Lorsqu’il sourit ses paupières se plissent et on lui donnerait vingt ans, mais il en paraît cinquante lorsqu’il parle d’une voix douce et persuasive, parfois voilée, qui vous enveloppe, vous pénètre et vous convainc. Il en a trente-quatre et est resté, au physique comme au moral, l’étudiant pensif et travailleur qu’il était du temps ou il fréquentait Montjoye.
Gance passe dans la vie comme un homme absent, en quête toujours de l’idée nouvelle. Mais ce « calme » sitôt qu’on lui parle art, philosophie ou cinéma, se transforme. Et l’on a devant soi l’artiste passionné qui vibre de tout son être et que l’on sent transporté par son sujet.
Abel Gance est né à Paris, le 25 octobre 1889, d’un père parisien et d’une mère bourbonnaise. Il fit ses études au Collège Chaptal. La littérature dramatique agit précocement sur sa sensibilité et décida de sa vocation. Admissible à la limite d’âge au Conservatoire, où il ne put être reçu à cause de sa voix un peu voilée, il partit l’année suivante pour Bruxelles après avoir attiré sur sa tête, les malédictions familiales. Il y fit du théâtre, car il estimait, qu’avant d’écrire de belles paroles, il est sage d’approfondir t de savoir bien s’exprimer devant les autres.
A cette époque, la découverte de Nietzche le bouleverse plus que celle de Platon, Heraclite, Pythagore, La-o-Tsé, Roger Bacon, Spinoza, Montaigne et Schopenhauer.
Il écrit alors un livre de poèmes Un doigt sur le clavier, mais trop influencé par Rimbaud, Keats et Baudelaire, il n’en sent pas le style définitif. Sa personnalité n’étant pas assez avérée à son gré, il arrête la publication de ses poèmes et revient désespéré à Paris, où, il compose un livre d’essais métaphysiques. Mais il ne livre pas non plus cette série d’études au public, car sa sensibilité à cette époque est tellement exacerbée et maladive, que, dit-il, il craint de mourir réellement au cas d’incompréhension de son oeuvre.
Il se recueille alors et écrit son oeuvre là plus considérable, La Victoire de Samothrace, tragédie en cinq actes, d’une forme androgyne — vers et prose — répondant pour le style à la conception shakespearienne et dont rien ne peut donner l’idée, tant la fusion des éléments les plus disparates, les plus colorés, les plus classiques et les plus romantiques à la fois donne, en définitive, un métal d’une sonorité si profonde et si neuve. Il passe une année de travail inouï sur cette grande fresque tragique qu’il envoie craintivement à Sarah Bernhardt. Celle-ci lit la pièce s’enthousiasme et télégraphie à l’auteur qu’elle le verra avec joie, aussitôt son retour à Paris, le mois suivant…

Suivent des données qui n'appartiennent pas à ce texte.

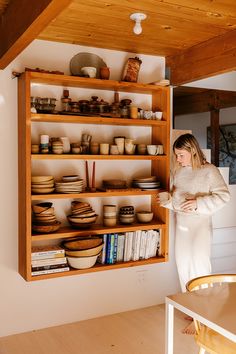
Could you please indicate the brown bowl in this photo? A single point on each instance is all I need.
(47, 229)
(82, 243)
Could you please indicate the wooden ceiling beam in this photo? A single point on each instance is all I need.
(213, 57)
(21, 23)
(209, 100)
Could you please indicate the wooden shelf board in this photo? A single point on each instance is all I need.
(55, 118)
(94, 157)
(101, 267)
(84, 82)
(67, 231)
(93, 194)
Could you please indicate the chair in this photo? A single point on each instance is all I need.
(206, 338)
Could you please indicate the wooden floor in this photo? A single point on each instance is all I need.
(135, 332)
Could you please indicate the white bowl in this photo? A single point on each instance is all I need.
(84, 253)
(82, 262)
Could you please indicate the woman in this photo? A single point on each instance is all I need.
(198, 191)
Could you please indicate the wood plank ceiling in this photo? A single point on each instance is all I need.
(197, 37)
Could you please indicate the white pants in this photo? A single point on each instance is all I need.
(192, 246)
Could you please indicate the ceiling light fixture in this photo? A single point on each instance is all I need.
(138, 17)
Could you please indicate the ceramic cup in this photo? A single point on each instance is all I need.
(89, 70)
(133, 112)
(152, 149)
(142, 149)
(129, 146)
(160, 149)
(66, 144)
(114, 150)
(104, 149)
(120, 142)
(94, 148)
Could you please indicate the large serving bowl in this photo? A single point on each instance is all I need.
(82, 262)
(81, 222)
(84, 253)
(47, 229)
(82, 243)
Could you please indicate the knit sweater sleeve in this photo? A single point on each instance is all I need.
(218, 194)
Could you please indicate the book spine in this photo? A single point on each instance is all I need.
(108, 248)
(49, 261)
(120, 248)
(102, 255)
(111, 253)
(115, 248)
(49, 271)
(53, 266)
(49, 254)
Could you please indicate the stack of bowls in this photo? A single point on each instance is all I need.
(126, 214)
(42, 184)
(144, 216)
(44, 219)
(109, 215)
(147, 183)
(82, 215)
(82, 253)
(70, 184)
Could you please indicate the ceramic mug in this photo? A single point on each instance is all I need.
(152, 149)
(114, 150)
(104, 149)
(120, 142)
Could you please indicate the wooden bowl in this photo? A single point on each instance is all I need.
(47, 229)
(82, 243)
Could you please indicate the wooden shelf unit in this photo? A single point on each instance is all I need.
(160, 166)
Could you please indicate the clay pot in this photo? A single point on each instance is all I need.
(104, 73)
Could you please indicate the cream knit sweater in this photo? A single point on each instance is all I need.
(204, 184)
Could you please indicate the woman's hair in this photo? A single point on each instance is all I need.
(189, 143)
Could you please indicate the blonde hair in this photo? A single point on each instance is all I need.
(189, 143)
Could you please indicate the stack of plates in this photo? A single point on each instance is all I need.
(114, 184)
(76, 186)
(42, 184)
(44, 219)
(82, 215)
(146, 183)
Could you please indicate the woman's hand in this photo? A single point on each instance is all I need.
(189, 205)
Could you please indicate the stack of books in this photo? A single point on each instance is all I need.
(46, 260)
(130, 246)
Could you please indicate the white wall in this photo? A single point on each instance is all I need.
(27, 306)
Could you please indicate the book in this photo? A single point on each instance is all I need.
(120, 248)
(102, 256)
(115, 248)
(43, 252)
(50, 271)
(48, 261)
(46, 267)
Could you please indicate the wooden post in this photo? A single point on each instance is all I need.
(215, 137)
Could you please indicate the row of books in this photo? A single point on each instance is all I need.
(135, 245)
(46, 260)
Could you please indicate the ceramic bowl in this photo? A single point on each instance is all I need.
(82, 262)
(82, 243)
(85, 253)
(46, 228)
(144, 216)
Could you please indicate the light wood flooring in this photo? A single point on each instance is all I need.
(134, 332)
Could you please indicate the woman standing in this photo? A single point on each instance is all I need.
(198, 191)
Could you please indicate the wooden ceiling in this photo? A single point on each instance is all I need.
(197, 37)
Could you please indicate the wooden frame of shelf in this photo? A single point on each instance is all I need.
(160, 166)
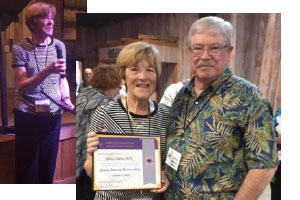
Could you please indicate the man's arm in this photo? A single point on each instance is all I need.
(254, 184)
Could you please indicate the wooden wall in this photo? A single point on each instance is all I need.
(256, 41)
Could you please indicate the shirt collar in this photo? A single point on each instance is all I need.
(215, 84)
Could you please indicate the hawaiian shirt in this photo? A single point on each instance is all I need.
(221, 134)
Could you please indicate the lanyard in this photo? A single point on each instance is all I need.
(128, 115)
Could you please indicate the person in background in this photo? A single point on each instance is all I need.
(135, 114)
(87, 74)
(105, 85)
(221, 136)
(171, 91)
(37, 119)
(276, 181)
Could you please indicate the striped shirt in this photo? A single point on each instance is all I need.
(35, 58)
(114, 119)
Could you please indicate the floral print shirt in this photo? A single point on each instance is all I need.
(221, 134)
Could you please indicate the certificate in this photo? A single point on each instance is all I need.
(127, 162)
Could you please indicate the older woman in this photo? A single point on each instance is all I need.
(37, 119)
(105, 85)
(138, 67)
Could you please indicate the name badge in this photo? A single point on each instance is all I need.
(173, 158)
(42, 105)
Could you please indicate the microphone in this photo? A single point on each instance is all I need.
(59, 56)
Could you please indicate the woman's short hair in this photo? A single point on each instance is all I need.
(213, 26)
(105, 77)
(39, 9)
(133, 53)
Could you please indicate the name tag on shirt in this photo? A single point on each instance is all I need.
(173, 158)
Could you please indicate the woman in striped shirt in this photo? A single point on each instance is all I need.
(138, 66)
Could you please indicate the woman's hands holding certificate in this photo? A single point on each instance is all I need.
(165, 183)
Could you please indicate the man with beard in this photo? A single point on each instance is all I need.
(221, 136)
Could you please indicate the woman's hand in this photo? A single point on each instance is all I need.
(165, 183)
(92, 142)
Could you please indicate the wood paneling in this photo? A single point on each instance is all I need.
(256, 40)
(65, 171)
(257, 51)
(7, 159)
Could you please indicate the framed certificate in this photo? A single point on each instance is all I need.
(127, 162)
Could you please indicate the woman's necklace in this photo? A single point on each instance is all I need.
(136, 124)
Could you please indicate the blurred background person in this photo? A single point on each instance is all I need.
(105, 85)
(37, 119)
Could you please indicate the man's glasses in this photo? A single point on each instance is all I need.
(212, 51)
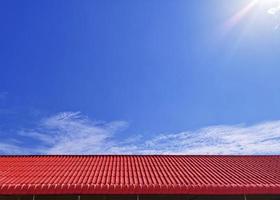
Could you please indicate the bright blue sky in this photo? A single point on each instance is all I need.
(161, 66)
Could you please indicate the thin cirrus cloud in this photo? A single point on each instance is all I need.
(74, 133)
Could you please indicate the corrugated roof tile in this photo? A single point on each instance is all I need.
(139, 174)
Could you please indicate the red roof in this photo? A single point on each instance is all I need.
(140, 174)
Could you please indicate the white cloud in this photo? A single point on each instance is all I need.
(274, 10)
(73, 133)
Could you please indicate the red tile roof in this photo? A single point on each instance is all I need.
(140, 174)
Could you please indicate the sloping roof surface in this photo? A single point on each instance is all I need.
(139, 174)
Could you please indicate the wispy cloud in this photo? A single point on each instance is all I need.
(275, 12)
(73, 133)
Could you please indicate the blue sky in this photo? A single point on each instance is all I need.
(141, 76)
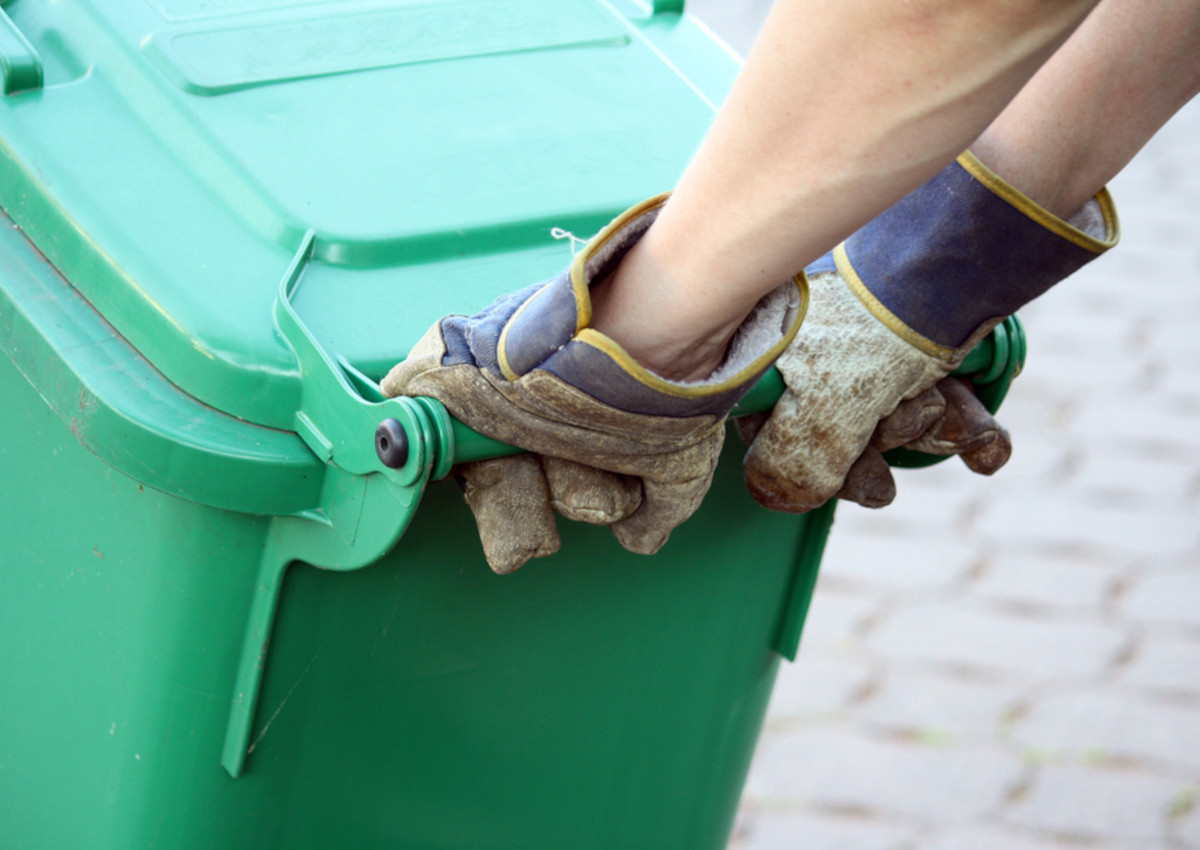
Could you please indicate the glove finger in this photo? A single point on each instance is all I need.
(869, 482)
(910, 420)
(589, 495)
(669, 501)
(798, 462)
(750, 425)
(966, 429)
(510, 501)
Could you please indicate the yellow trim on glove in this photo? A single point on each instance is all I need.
(1000, 187)
(893, 322)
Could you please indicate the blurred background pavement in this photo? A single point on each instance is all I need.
(1014, 663)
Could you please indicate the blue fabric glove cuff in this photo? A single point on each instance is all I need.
(546, 327)
(963, 249)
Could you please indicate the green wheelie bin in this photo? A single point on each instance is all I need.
(225, 622)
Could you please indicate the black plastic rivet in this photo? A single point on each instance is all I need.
(391, 443)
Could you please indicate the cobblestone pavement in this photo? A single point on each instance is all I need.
(1014, 663)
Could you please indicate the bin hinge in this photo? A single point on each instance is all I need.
(381, 453)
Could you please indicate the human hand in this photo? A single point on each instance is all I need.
(892, 315)
(613, 443)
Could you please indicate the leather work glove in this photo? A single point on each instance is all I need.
(613, 443)
(894, 310)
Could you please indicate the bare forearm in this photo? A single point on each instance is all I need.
(1097, 101)
(843, 107)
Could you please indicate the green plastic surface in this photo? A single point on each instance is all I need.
(222, 223)
(180, 150)
(199, 563)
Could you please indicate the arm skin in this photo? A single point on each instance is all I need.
(815, 142)
(1097, 101)
(843, 107)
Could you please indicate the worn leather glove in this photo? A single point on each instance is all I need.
(894, 310)
(612, 442)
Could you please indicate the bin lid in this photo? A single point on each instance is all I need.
(177, 151)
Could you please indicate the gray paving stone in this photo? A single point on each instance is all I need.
(1141, 483)
(832, 766)
(819, 683)
(1152, 424)
(1091, 802)
(1049, 521)
(936, 706)
(1101, 724)
(1167, 596)
(897, 564)
(987, 837)
(1031, 647)
(1047, 581)
(736, 23)
(795, 831)
(1187, 830)
(1165, 663)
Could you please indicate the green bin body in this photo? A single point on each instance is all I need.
(163, 166)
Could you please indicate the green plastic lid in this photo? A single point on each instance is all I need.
(172, 155)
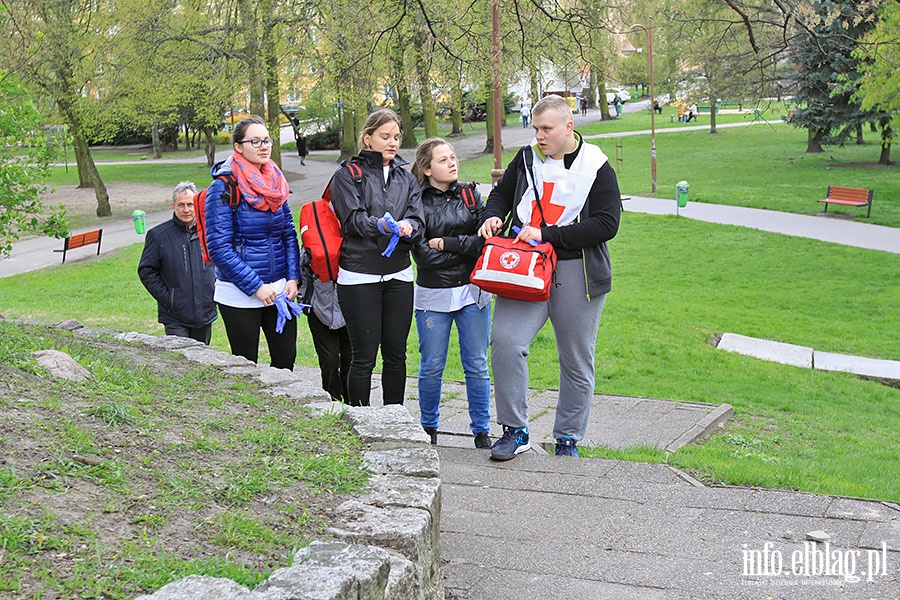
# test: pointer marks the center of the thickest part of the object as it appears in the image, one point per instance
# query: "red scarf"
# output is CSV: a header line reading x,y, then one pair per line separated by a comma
x,y
264,187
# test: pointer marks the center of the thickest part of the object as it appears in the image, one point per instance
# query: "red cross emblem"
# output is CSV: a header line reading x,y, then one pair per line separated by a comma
x,y
509,260
552,212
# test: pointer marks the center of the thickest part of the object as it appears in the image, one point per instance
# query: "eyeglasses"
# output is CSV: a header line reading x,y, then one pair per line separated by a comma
x,y
256,142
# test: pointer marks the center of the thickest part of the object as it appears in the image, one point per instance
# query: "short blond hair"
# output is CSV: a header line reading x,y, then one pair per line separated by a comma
x,y
554,103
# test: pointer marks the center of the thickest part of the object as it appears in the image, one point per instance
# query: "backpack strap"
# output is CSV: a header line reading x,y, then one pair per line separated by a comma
x,y
232,193
355,171
467,191
529,164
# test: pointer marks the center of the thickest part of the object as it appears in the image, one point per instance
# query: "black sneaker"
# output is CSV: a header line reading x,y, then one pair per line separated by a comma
x,y
432,433
514,441
565,446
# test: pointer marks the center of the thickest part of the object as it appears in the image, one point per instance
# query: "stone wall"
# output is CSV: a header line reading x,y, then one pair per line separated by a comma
x,y
385,544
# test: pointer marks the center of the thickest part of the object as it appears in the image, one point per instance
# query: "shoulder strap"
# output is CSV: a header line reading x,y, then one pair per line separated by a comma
x,y
466,190
232,193
529,164
355,171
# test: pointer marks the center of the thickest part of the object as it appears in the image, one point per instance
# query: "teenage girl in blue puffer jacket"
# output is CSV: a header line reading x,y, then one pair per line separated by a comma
x,y
254,247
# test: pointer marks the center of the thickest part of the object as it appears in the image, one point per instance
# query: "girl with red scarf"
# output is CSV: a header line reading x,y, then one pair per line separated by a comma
x,y
254,247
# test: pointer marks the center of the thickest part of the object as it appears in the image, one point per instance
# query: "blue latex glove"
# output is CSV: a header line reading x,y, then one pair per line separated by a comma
x,y
394,229
286,311
517,230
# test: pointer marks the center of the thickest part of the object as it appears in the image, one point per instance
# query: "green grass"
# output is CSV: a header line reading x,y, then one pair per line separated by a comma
x,y
763,166
677,283
104,492
115,154
139,172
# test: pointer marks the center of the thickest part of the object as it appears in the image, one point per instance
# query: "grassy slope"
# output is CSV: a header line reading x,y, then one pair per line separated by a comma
x,y
677,282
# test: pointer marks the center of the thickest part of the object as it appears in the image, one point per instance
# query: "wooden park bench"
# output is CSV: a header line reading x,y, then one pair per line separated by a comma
x,y
79,240
848,197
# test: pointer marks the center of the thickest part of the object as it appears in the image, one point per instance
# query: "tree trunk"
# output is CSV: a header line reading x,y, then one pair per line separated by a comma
x,y
814,141
886,134
489,121
273,95
82,150
255,67
604,105
209,146
83,157
403,103
422,69
403,96
154,136
456,100
348,126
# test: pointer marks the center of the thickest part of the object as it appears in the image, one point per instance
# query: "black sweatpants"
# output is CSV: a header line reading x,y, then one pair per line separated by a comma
x,y
377,315
242,326
333,350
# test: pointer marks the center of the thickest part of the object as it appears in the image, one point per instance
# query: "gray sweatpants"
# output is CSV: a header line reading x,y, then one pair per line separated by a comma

On est en juillet 1914… Abel Gance va peut-être toucher d’un coup la fortune littéraire !… la guerre éclate ! et ses espoirs sont anéantis.
Mobilisé pendant une année, il est ensuite réformé et peut reprendre son activité intellectuelle. Mais il y a du nouveau dans le monde artistique… Gance est frappé par la puissance de l’invention du cinématographe, il s’en approche intrigué et de nouveau, comme il l’a fait au théâtre, il recommence tout.
Il interprète : il joue Molière jeune, dans Molière et quelques jeunes premiers dans deux ou trois films, il paraît même dans une comédie de Max Linder.
Il vend 35 francs son premier scénario à Gaumont : Paganini et 45 francs son deuxième Le Crime de Grand-Père, qui est interprété par Severin-Mars et sa jeune femme. Il propose à la Société des Auteurs et Gens de Lettres plusieurs films qu’on juge impossibles à réaliser : La Conspiration des Drapeaux, La Légende de l’Arc-en-Ciel, La Pierre philosophale, etc., etc..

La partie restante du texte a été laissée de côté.